I don't know. My response is "maybe head and gut should come to a compromise"?

Shinejil said...

Start slow. You can always go further when you feel ready. It took me and my guy years to even go see an RE, forget take Clomid. Do a few non-med cycles, knowing realistically how long it may take; it sounds like you're in great shape, so it may not take long at all.

About Clomid. It's not that bad, even for very hormonally sensitive me. But don't go there until you're up for it. Otherwise, you may be sitting there thinking, "but what if I'd tried naturally for a few months..."

Smiling said...

Thanks for your comment on my blog... sounds like we're both doing some thinking about going the 'less-thinking' route to decision making.
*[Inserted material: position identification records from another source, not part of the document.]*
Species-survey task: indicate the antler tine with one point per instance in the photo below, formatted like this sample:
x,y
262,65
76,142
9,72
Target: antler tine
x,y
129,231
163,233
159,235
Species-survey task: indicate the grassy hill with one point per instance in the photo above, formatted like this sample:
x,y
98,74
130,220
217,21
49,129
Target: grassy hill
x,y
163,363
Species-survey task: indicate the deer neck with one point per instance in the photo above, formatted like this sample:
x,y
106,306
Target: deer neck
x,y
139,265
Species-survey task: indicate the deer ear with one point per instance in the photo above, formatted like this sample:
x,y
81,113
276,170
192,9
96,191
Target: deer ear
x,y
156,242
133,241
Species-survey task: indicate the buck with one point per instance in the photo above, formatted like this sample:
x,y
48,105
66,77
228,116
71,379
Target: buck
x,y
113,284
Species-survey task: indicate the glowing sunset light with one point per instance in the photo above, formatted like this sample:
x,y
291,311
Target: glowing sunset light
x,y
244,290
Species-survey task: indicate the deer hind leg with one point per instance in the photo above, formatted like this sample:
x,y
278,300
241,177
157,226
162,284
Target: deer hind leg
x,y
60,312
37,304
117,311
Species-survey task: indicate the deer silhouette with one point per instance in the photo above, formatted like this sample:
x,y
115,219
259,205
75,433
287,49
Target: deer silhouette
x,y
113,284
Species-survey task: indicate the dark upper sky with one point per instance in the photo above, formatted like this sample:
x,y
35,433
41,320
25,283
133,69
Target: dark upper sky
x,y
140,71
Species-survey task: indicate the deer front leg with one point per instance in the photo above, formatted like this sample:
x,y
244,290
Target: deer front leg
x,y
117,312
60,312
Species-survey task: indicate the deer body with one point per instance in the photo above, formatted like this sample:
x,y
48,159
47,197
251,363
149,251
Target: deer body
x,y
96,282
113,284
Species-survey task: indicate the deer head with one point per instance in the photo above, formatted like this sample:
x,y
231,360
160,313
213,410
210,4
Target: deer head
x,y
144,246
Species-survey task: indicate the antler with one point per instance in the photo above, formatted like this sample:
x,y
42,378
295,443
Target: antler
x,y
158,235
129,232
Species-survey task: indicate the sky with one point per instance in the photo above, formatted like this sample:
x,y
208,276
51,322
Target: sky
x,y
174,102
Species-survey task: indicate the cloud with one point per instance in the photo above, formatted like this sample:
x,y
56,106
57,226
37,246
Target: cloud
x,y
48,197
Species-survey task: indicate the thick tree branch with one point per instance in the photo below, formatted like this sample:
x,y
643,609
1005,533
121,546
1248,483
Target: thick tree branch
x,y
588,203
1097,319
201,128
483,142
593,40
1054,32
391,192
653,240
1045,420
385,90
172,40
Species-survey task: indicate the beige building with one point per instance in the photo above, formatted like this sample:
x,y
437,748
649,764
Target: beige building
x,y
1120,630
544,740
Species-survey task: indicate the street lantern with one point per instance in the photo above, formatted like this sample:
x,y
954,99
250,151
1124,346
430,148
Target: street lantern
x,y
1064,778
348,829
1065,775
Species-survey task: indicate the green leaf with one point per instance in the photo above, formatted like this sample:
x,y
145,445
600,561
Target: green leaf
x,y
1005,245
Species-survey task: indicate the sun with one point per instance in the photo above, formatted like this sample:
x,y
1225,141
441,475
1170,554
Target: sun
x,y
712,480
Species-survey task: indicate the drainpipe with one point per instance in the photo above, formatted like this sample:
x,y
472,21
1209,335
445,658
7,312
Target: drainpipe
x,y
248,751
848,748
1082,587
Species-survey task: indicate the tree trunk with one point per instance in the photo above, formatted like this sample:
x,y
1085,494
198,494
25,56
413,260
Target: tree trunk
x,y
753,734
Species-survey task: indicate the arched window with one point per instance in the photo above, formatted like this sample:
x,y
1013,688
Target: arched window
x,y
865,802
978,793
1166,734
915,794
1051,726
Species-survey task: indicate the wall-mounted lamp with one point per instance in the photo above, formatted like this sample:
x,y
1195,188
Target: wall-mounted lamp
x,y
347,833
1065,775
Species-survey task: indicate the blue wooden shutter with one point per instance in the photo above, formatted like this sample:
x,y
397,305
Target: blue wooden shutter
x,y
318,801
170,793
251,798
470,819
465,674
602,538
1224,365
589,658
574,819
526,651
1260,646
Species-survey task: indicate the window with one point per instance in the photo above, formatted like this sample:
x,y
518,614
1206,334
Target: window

I learned a few years ago that I have a tendency to drive and turn around 5 mintutes from my destination. People asked why, and its because I was convinced I'd gone to far, had clearly missed the turn. Really it was that my gut always tells me when I'm close, I just was misreading it as 'warning you've gone too far' Now I hear that inner voice and use it to make it around one more bend. I've start trying this with my life, and I often find that taking that extra month means some perfect piece of information, an opportunity, or other thing appears and makes the decision making so much clear.

Best of luck. I'm sure your gut will lead you well.